本文章由计算机程序翻译，如有差异，请以英文原文为准。

求助全文

约1分钟内获得全文求助全文

来源期刊

Protein Science 生物-生化与分子生物学

CiteScore

12.40

自引率

1.20%

发文量

246

审稿时长

1 months

期刊介绍： Protein Science, the flagship journal of The Protein Society, is a publication that focuses on advancing fundamental knowledge in the field of protein molecules. The journal welcomes original reports and review articles that contribute to our understanding of protein function, structure, folding, design, and evolution. Additionally, Protein Science encourages papers that explore the applications of protein science in various areas such as therapeutics, protein-based biomaterials, bionanotechnology, synthetic biology, and bioelectronics. The journal accepts manuscript submissions in any suitable format for review, with the requirement of converting the manuscript to journal-style format only upon acceptance for publication.

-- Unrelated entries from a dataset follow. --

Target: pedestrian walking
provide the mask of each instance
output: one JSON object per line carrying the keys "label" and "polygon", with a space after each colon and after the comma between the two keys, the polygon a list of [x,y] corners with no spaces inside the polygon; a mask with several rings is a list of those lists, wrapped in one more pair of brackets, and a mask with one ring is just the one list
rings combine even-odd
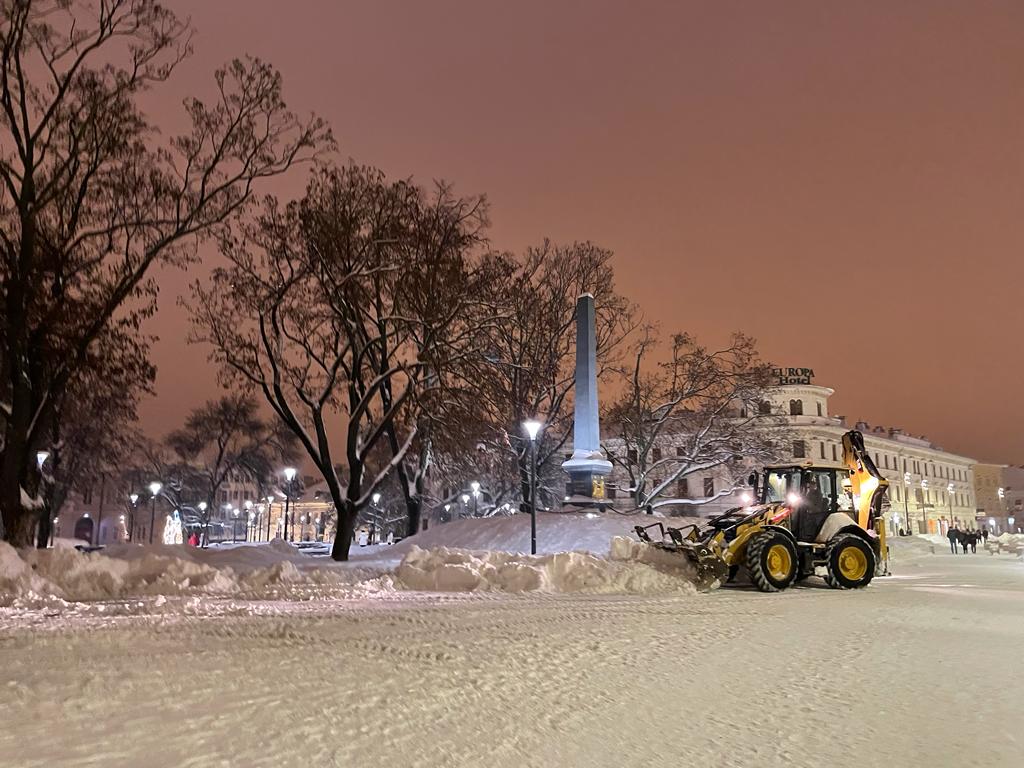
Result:
{"label": "pedestrian walking", "polygon": [[955,526],[950,526],[950,529],[946,532],[946,538],[949,539],[949,551],[955,555],[956,545],[960,541],[960,531]]}
{"label": "pedestrian walking", "polygon": [[985,544],[988,544],[988,526],[981,529],[981,539]]}

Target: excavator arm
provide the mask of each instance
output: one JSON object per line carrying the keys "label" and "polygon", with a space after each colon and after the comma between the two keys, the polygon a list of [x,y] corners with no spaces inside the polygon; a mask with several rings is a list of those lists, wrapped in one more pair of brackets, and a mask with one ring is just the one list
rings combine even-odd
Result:
{"label": "excavator arm", "polygon": [[882,516],[882,501],[889,481],[882,477],[864,448],[864,435],[853,429],[843,435],[843,463],[850,470],[853,497],[857,502],[857,524],[872,530]]}

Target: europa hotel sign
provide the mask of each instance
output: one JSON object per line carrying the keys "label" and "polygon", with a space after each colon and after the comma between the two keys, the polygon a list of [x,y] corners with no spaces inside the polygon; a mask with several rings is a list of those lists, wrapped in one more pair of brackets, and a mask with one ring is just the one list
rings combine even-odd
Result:
{"label": "europa hotel sign", "polygon": [[772,368],[779,384],[810,384],[814,378],[813,368]]}

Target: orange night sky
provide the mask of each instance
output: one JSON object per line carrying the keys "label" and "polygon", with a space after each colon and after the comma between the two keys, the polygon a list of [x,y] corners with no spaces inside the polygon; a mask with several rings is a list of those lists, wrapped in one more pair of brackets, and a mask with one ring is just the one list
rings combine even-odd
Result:
{"label": "orange night sky", "polygon": [[[851,422],[1024,462],[1024,3],[167,4],[196,54],[156,118],[268,59],[340,159],[486,193],[496,247],[593,240],[664,331],[745,330]],[[217,392],[161,281],[155,433]]]}

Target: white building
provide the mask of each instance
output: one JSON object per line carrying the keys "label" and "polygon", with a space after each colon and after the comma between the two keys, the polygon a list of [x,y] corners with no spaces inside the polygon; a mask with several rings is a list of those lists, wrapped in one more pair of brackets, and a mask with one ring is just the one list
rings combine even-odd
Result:
{"label": "white building", "polygon": [[[889,481],[887,504],[884,506],[890,530],[906,529],[908,520],[913,533],[922,531],[944,533],[950,525],[975,526],[974,460],[949,453],[925,437],[914,437],[897,428],[869,426],[864,422],[848,425],[843,416],[829,410],[834,390],[811,383],[813,372],[807,369],[785,369],[803,375],[782,375],[786,382],[773,388],[762,413],[782,422],[782,449],[778,464],[810,462],[842,467],[843,434],[858,429],[864,435],[864,446],[879,471]],[[607,441],[609,446],[615,438]],[[675,450],[672,435],[655,449],[654,461]],[[665,454],[667,455],[667,454]],[[621,489],[628,478],[616,467],[610,478],[609,496],[617,506],[629,501]],[[683,514],[713,515],[740,506],[745,490],[737,488],[731,495],[715,499],[724,489],[735,485],[725,471],[695,473],[680,479],[666,496],[677,498],[714,499],[706,504],[685,505],[676,509]],[[1024,484],[1022,484],[1024,491]],[[980,526],[979,526],[980,527]]]}
{"label": "white building", "polygon": [[974,490],[979,527],[996,534],[1024,530],[1024,467],[976,464]]}
{"label": "white building", "polygon": [[782,463],[842,466],[843,433],[858,429],[864,447],[889,481],[886,518],[892,529],[945,533],[950,525],[974,527],[974,459],[949,453],[926,437],[895,427],[847,424],[829,411],[834,390],[811,383],[786,384],[771,394],[772,411],[786,420]]}

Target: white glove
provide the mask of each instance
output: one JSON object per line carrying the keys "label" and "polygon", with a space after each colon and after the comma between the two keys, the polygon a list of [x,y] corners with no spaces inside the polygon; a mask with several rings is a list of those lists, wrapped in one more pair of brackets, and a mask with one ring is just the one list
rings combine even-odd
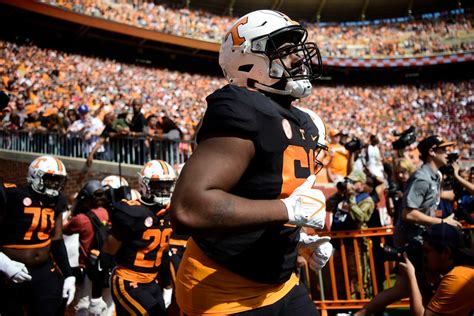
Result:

Protein Science is indexed and abstracted in numerous databases, including the Agricultural & Environmental Science Database (ProQuest), Biological Science Database (ProQuest), CAS: Chemical Abstracts Service (ACS), Embase (Elsevier), Health & Medical Collection (ProQuest), Health Research Premium Collection (ProQuest), Materials Science & Engineering Database (ProQuest), MEDLINE/PubMed (NLM), Natural Science Collection (ProQuest), and SciTech Premium Collection (ProQuest).